The MPEG-G standards are the results of the synthesis of technologies collected in response to a Call for Proposals issued at MPEG’s 115th meeting in collaboration with the working group for standardization of data processing and integration of the ISO Technical Committee for biotechnology standards (ISO TC 276/WG 5).

At its 120th meeting, MPEG promoted its first set of specifications of the family of MPEG-G standards to Committee Draft (CD) level. These standards provide a new compression technology (ISO/IEC 23092-2) for genomic sequencing data and a set of technologies (ISO/IEC 23092-1) supporting rich functionality for the transport of genomic data on networks and the storage of the data in files. The further standardization plan for MPEG-G includes the Committee Drafts for metadata and APIs (ISO/IEC 23092-3) and reference software (ISO/IEC 23092-4), which are to be issued at the next MPEG meeting with the objective of producing Draft International Standards (DIS) at the end of 2018.

Emerging Standard For Genomic Data Compression

At its 115th meeting, MPEG issued a Call for Proposals (CfP) for Genomic Information Compression and Storage in conjunction with the working group for standardisation of data processing and integration of the ISO Technical Committee for biotechnology standards (ISO/TC 276/WG5). The call sought submissions of technologies that can provide efficient compression of genomic data and metadata for storage and processing applications. During the 116th MPEG meeting, responses to this CfP have been collected and evaluated by a joint ad-hoc group of both working groups, comprising twelve distinct technologies submitted. An initial assessment of the performance of the best s elevenolutions for the different categories reported compression factors ranging from 8 to 58 for the different classes of data.

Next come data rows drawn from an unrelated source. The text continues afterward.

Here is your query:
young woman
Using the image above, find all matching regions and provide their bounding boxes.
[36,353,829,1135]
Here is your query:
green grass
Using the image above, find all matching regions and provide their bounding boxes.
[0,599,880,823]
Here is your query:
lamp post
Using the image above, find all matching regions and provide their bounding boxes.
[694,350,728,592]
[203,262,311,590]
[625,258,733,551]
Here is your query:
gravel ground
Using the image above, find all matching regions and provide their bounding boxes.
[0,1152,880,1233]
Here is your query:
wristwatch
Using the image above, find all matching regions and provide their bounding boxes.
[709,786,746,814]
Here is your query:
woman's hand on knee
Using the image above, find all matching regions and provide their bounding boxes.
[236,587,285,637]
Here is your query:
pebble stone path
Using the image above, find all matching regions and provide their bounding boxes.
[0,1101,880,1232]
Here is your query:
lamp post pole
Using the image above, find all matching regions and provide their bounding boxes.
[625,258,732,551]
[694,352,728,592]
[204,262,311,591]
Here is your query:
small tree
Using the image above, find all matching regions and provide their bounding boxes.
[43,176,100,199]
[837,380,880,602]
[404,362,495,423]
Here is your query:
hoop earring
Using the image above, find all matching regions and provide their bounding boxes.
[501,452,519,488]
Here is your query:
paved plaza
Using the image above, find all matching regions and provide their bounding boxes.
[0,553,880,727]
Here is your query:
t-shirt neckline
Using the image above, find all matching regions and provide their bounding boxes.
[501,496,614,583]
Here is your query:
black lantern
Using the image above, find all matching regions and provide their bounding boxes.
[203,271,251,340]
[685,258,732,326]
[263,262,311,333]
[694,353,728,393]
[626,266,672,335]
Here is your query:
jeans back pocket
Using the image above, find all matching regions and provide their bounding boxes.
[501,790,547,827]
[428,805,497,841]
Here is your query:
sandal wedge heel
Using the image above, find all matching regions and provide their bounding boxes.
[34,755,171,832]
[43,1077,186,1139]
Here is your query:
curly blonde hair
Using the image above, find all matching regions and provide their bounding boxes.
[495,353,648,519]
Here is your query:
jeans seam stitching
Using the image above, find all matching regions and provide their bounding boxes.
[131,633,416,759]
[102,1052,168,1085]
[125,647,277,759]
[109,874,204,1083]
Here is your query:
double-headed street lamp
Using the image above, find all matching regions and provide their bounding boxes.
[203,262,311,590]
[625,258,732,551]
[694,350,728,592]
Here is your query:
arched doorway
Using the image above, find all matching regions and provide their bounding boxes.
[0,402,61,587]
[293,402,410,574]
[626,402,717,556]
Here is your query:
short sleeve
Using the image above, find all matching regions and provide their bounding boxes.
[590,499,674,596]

The submitted twelve technologies show consistent improvements versus the results assessed as an answer to the Call for Evidence in February 2016. Further improvements of the technologies under consideration are expected with the first phase of core experiments that has been defined at the 116th MPEG meeting. The open core experiments process planned in the next 12 months will address multiple, independent, directly comparable rigorous experiments performed by independent entities to determine the specific merit of each technology and their mutual integration into a single solution for standardisation. The core experiment process will consider submitted technologies as well as new solutions in the scope of each specific core experiment. The final inclusion of submitted technologies into the standard will be based on the experimental comparison of performance, as well as on the validation of requirements and inclusion of essential metadata describing the context of the sequence data, and will be reached by consensus within and across both committees.